Thomas, 28, of Akron argued in an appeal to the Ohio Eleventh District Court of Appeals that he was given an unfair trial because the jury was instructed in the wrong kind of self-defense doctrine.
Under Ohio law, anyone claiming self-defense has a “duty to retreat,” or to attempt to leave the situation, before using force as a form of defense. The jury was instructed on this "duty to retreat" law, said Neil P. Agarwal, the attorney who prepared the appeal. Agarwal did not argue at the trial and will not argue the case at a new trial.
But in his appeal, Thomas argued that the jury should have been instructed to consider “castle doctrine,” which under Ohio law means that if someone lives in the home where they are being attacked, they do not have a duty to retreat first before using force as self-defense.
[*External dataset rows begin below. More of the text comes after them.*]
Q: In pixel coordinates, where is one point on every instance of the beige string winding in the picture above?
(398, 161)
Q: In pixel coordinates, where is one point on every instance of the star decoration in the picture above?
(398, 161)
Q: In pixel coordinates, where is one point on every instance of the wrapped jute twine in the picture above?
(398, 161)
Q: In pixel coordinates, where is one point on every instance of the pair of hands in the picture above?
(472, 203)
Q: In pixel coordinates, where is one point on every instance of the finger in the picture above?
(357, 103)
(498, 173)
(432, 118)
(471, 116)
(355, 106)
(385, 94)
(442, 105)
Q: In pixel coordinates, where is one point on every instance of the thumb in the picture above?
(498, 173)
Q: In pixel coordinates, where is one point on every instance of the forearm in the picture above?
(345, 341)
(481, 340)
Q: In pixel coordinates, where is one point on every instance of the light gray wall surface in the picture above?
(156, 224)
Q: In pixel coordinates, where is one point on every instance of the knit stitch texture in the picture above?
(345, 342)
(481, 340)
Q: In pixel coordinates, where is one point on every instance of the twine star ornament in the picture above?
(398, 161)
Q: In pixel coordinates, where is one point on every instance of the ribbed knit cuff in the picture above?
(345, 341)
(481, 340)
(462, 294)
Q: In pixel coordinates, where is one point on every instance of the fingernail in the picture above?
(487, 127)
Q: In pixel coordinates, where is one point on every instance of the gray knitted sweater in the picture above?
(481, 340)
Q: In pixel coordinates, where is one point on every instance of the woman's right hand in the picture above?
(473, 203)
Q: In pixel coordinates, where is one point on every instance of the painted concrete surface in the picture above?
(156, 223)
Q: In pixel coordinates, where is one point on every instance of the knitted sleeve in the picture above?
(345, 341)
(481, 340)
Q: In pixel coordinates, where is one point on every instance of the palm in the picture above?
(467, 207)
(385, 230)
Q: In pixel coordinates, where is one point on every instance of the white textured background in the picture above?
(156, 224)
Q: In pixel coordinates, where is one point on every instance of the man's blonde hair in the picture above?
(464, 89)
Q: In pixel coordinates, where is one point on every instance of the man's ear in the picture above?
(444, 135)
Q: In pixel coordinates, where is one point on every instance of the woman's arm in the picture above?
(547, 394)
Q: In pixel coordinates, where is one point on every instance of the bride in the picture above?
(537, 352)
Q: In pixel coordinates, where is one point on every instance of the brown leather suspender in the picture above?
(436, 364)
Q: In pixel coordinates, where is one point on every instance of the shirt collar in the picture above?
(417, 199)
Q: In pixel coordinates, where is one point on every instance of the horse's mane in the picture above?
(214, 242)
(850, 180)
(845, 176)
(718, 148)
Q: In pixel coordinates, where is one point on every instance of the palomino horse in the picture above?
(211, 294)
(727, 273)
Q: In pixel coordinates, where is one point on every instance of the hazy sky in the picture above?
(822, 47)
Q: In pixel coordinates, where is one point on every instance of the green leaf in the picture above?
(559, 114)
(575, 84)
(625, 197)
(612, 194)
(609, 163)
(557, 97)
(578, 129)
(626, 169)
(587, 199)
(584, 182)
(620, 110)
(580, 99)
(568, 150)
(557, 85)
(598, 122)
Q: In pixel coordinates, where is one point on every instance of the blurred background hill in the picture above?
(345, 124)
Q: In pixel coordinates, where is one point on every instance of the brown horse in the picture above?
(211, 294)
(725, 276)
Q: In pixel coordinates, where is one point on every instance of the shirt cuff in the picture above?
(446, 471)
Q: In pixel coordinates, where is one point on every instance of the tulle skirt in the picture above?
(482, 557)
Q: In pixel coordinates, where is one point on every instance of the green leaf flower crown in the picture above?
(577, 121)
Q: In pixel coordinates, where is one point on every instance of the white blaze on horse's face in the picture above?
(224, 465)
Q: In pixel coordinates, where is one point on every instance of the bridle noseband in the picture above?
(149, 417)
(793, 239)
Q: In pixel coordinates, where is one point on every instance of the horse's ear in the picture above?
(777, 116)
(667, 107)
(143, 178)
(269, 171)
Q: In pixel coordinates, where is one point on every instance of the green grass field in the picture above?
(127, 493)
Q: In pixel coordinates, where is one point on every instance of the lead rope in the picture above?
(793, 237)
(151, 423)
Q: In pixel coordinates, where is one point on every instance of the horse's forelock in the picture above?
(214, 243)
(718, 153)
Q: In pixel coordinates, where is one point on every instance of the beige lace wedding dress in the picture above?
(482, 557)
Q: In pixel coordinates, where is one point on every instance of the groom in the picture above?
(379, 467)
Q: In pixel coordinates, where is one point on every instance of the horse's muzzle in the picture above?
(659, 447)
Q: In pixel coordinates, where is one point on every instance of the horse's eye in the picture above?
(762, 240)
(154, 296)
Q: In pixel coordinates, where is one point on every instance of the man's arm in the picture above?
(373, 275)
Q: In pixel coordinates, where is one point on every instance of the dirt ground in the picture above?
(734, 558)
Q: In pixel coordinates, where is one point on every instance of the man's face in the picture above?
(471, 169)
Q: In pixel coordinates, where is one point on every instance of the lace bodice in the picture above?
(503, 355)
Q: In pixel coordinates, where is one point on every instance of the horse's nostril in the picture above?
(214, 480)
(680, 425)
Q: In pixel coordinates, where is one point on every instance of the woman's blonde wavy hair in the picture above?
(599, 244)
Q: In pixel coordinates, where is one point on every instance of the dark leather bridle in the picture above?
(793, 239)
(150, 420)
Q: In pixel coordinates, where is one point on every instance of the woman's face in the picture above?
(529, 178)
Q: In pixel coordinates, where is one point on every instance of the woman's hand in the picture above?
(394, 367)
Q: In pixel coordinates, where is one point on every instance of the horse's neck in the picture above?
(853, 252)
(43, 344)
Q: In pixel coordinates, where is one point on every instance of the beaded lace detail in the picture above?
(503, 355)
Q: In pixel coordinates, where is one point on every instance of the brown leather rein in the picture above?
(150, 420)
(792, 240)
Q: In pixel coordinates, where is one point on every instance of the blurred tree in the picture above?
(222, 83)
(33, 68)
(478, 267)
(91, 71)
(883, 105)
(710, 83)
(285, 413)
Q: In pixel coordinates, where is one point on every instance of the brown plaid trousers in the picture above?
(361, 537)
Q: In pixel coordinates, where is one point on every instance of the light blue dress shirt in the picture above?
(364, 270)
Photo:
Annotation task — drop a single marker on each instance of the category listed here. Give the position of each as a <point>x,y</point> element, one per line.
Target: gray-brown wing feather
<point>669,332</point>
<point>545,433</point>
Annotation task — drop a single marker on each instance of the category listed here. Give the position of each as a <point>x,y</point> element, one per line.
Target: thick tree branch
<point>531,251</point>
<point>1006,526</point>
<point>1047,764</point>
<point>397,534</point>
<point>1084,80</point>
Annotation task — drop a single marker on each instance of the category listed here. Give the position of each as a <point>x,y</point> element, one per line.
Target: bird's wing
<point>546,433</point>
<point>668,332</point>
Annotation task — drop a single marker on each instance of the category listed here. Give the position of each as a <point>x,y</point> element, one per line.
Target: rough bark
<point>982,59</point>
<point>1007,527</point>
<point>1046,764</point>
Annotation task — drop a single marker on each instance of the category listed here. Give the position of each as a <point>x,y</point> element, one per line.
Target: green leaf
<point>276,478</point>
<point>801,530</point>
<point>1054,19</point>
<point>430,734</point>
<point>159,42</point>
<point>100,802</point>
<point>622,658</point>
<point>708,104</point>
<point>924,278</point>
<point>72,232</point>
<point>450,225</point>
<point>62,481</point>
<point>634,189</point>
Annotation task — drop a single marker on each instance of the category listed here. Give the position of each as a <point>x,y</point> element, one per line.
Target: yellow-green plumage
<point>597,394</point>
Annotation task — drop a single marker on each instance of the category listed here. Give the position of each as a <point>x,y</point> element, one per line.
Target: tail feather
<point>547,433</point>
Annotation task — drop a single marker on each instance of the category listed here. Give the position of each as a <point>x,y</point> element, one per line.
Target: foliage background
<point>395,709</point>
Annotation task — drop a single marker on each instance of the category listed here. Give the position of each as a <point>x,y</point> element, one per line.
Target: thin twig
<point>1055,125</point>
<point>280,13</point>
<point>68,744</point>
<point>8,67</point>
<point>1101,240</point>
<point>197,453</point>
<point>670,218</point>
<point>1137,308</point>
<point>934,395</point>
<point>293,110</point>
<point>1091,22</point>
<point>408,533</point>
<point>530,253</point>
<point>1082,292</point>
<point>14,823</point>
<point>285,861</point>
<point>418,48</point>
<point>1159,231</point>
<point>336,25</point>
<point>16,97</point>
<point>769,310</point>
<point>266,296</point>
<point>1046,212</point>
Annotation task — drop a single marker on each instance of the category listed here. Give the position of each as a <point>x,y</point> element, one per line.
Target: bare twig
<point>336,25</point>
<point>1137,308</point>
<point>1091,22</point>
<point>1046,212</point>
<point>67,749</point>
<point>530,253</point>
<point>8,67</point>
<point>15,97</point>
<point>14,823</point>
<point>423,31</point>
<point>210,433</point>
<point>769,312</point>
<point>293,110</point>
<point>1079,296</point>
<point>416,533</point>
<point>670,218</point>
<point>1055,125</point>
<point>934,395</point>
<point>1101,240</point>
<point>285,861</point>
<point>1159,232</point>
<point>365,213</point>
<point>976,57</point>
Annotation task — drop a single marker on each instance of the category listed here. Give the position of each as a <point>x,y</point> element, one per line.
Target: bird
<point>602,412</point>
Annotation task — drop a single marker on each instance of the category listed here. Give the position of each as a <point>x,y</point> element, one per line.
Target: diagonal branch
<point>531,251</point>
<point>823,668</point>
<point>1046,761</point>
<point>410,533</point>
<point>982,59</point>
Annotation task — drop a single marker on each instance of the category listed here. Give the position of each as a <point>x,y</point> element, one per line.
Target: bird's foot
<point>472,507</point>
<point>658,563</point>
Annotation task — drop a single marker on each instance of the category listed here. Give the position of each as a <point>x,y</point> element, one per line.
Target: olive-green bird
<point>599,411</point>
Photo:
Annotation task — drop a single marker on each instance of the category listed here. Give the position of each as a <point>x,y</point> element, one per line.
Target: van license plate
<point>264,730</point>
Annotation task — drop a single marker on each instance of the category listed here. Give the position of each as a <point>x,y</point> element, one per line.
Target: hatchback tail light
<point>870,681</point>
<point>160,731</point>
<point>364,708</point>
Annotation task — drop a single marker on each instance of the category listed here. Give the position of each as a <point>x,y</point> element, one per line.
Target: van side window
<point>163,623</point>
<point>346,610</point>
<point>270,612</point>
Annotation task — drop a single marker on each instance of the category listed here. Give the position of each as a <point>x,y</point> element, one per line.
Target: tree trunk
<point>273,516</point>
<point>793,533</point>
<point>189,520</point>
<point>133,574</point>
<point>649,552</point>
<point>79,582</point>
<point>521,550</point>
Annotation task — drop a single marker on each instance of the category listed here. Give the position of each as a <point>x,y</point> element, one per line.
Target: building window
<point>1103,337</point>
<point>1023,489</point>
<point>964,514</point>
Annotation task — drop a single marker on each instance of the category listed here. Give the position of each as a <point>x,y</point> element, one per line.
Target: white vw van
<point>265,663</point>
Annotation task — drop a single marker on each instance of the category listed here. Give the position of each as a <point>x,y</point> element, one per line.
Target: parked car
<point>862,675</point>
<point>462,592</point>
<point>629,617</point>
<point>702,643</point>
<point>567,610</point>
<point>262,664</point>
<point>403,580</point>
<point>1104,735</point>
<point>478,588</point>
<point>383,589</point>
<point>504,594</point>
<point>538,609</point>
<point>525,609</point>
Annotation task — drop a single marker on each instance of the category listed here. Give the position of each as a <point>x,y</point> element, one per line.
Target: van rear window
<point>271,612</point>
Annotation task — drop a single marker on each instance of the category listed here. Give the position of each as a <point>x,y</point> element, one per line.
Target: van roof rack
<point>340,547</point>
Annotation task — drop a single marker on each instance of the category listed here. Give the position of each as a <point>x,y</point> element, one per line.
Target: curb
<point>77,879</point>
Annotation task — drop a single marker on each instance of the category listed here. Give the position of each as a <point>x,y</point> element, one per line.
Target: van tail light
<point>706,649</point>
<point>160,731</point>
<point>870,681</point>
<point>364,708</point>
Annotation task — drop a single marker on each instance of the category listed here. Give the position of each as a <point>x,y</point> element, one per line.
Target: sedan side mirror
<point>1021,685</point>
Thomas was convicted in November 2017 in Portage County Common Pleas Court of two counts of murder and two counts of felonious assault.
According to the appeal and testimony at the trial, Thomas and the two victims who died, Austin Tiller, 20, of Cuyahoga Falls and Brian Brack, 24, of Canton, were at the home of Sadie Ochsenbine of Ravenna. Thomas and Ochsenbine said they had an “on-again, off-again” relationship, and that Thomas would live at her apartment for periods of time.
At some point in the night, Thomas made a joke to Destany Dixon, another person at the scene, about her not drinking, according to the appeal. Dixon later left and returned with Brack, her boyfriend. Shortly after arriving, Brack made a joke about everyone being quiet, and Ochsenbine told him there was no reason for him to be there, as he didn’t know anyone else but Dixon.
Brack then “drew his weapon [from his jacket pocket] and said that no one was going to disrespect his girlfriend,” according to the appeal. In the crossfire, three of Thomas’ six shots went through Tiller’s back, fatally wounding him. One found Brack’s chest, and he died in the hallway outside the apartment. One shot hit Dixon in the leg. Tiller was unarmed.
Because several people there that night testified Brack drew his weapon first and Thomas occasionally lived in the apartment and was a guest of Ochsenbine’s, the appeal argued the jury in Thomas’ case should have been instructed under the “castle doctrine,” and not under the usual standard of self-defense.
The appeals court agreed, and ordered Thomas be granted a new trial.
The appeals court also said text messages between Dixon and Brack before Brack arrived at the party should have been included in evidence. They were excluded as the court believed they could not be authenticated.
Thomas is currently being held in the Lake Erie Correctional Institute in Ashtabula County. A new trial date has not been set.
The Portage County Prosecutor’s Office did not comment for this story.